エンターテインメントの先にある表現 〜天国が君をみつめている〜

吉見いずみ

 エンターテインメントの先にある表現 ── 歌番組のインタビューの中でおっしゃっていた一言が印象に残っています。

 このコロナ禍で、音楽、演劇、映画などの表現の場が揺らいでいますね。表現の場とは何でしょう。ひとと出会う場、自己と深く向き合う場、新しい価値観に触れる場、想いを共有する場、雑念が取り払われる場、枯渇したエネルギーを取り戻す場、安寧をもたらす場・・・。私にとっては、自分の生命の基礎を築く場といえるでしょう。

 「エンターテイメント!」というと何だかカジュアルに聞こえますが、その先にあるものは、表現なのですね。「別の視点・角度で見ることにより、闇を切り開き、前進する」と、たしかNEW AGEの曲について語るときにおっしゃっていました。ポップ・ソングは楽しげに踊りながら、闇を切り開く!のですね。単なる快楽ではないと。

 デビュー40周年、おめでとうございます。私が生まれた頃から、活動されていらっしゃったんですね。私は今年、40歳になりました。佐野さんの音楽を聴くようになってからは、まだ半年くらいです。

 「コーンフレークの憂鬱 ビタミン剤の退屈」・・・。 ── I like THIS! そう確信できる拠り所がなければ、息が詰まりそうな時代、遅ればせながらも佐野さんに出会えたことを心から嬉しく思っています。
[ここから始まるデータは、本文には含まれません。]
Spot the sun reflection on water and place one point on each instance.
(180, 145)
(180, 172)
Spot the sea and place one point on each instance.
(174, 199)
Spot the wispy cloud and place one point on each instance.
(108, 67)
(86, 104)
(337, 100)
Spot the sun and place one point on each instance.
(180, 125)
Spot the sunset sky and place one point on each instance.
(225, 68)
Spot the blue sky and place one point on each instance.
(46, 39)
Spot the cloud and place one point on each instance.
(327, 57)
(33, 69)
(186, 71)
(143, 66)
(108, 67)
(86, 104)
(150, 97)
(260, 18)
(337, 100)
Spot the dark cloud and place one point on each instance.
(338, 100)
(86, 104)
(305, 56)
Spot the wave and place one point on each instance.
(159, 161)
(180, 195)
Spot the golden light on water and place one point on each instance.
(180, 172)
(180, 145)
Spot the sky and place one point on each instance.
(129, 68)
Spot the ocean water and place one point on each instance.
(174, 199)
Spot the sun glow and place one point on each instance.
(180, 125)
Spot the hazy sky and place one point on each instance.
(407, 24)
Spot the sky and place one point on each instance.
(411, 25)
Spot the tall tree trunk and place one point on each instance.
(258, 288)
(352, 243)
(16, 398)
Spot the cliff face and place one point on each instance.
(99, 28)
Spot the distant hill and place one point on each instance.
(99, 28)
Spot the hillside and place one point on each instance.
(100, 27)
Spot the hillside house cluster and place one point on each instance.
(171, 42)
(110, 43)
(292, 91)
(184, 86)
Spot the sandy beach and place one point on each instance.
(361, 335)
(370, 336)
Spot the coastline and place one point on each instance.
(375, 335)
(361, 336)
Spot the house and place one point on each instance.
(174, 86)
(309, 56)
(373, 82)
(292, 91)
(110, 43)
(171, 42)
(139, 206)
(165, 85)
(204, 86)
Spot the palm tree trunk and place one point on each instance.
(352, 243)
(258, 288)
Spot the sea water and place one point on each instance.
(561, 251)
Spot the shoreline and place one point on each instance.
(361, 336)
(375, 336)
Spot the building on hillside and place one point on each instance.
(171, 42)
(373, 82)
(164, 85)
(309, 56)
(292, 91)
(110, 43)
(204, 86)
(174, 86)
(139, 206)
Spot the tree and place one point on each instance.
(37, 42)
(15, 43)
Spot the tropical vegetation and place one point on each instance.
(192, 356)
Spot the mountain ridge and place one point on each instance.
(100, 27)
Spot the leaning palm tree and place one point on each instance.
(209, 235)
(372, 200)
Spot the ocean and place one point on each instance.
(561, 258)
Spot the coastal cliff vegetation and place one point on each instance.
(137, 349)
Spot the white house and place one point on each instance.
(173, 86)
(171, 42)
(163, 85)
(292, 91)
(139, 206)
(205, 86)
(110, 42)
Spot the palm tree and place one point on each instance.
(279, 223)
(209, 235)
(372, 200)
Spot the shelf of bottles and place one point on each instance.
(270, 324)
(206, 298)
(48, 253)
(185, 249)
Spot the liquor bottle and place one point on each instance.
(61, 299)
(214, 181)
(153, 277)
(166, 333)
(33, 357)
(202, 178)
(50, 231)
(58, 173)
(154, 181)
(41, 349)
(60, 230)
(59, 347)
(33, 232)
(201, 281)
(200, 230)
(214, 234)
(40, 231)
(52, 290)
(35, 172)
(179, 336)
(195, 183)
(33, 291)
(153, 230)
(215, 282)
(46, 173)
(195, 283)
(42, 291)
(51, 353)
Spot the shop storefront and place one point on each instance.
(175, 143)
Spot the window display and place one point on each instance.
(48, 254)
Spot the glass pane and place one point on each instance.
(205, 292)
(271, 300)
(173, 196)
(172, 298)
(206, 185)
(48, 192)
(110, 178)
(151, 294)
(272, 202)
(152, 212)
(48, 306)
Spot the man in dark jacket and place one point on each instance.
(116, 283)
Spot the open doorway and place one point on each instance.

 いつだか、「ソングライターは時代の一歩先を行って情景を描く」ともおっしゃっていました。今、どんな情景が見えていますか。たとえそこに闇があるのだとしても、「美しい経験」を積み重ねれば、乗り越えてゆけるでしょうか。

「天国が君をみつめている」、そう思いたい。
「どうか、まともでいさせてほしい」、本物のエンタテイメント!

 「プリンスのファンクが せつなく飢えた街の鼓動と同期する」ように、佐野さんのせつなくやさしいポエトリーは、テンポの狂いかけた私の鼓動を今日も正してくれています。